The Sheriff’s Office is investigating Brancheau’s Feb. 24 death at the park.

At Wednesday’s hearing, the Brancheau family’s attorney and a lawyer for the Orlando Sentinel told Kirkwood they are trying to work out an arrangement.

In the meantime, the family’s attorney, Jon Mills, said he wants an extension of the temporary injunction.

“There is no doubt this family has standing to be protected in Florida,” he said. “Families have privacy rights.”

SeaWorld lawyer Greg Herbert said his company supports the family.

“In this case, in light of the nature of these videos and in light of the reality of what goes on Internet, the risk is too high to allow the release of these videos,” he said.

Kirkwood did not make a ruling.

At issue are photographs taken by Orange County deputies and SeaWorld video that park officials turned over to the Sheriff’s Office after the orca grabbed Brancheau by her ponytail, pulled her into the water and then drowned her.

The video records include an underwater view from a camera in a window in the pool and an overhead view from a camera mounted on the park’s Sky Tower, according to the Brancheau family’s complaint.

The underwater view doesn’t show Brancheau until after she enters the water, the complaint said.

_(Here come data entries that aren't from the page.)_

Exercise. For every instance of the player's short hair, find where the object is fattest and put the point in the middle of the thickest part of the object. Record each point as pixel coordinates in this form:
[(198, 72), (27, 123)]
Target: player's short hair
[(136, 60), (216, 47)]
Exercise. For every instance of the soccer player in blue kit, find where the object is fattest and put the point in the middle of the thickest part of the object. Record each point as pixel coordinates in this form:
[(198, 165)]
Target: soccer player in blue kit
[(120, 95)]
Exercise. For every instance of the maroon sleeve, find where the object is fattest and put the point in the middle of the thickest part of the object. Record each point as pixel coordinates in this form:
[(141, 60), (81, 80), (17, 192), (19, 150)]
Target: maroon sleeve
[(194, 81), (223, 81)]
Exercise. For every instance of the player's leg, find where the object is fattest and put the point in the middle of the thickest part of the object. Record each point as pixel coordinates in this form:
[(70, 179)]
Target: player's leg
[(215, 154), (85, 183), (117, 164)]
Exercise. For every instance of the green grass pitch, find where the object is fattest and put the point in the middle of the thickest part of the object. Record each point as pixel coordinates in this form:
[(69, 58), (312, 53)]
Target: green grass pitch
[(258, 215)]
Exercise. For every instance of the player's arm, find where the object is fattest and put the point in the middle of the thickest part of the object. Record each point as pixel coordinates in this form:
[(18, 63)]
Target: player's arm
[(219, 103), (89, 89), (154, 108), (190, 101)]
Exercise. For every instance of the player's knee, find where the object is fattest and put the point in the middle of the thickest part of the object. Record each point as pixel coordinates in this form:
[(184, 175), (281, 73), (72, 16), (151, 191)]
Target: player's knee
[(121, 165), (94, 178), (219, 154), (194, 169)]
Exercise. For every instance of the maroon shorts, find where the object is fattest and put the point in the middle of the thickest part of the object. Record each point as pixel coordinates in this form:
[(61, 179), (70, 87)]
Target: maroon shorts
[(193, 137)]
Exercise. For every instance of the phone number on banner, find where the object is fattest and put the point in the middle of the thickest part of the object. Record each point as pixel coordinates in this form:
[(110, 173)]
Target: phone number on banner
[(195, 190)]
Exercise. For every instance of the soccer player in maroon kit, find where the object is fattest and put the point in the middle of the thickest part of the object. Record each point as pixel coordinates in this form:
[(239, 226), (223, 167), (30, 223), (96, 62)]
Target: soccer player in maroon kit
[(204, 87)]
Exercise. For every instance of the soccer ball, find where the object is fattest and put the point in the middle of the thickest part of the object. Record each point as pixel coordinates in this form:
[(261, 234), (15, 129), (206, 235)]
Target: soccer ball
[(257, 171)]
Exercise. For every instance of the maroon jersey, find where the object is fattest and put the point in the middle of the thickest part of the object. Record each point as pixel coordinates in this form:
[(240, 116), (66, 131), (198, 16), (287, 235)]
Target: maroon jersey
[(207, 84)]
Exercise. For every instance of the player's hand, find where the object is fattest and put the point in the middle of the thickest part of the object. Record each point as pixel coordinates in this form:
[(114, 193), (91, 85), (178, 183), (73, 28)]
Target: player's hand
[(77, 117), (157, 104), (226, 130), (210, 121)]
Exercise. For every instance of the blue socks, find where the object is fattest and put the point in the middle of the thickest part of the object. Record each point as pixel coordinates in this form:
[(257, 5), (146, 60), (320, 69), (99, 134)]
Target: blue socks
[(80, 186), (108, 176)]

The Sky Tower camera wasn’t aimed at the scene until after the incident occurred.

Neither video shows events leading up to Brancheau being pulled into the water, according to the complaint.

“What the videos do depict is Mrs. Brancheau’s drowning and her lifeless body,” the complaint said.

Brancheau’s husband, Scott Brancheau, wrote in an affidavit that the release of the images “will cause me untold anguish, grief and pain.”

Evidence collected by the Sheriff’s Office as part of its investigation into Brancheau’s death become public record under state law.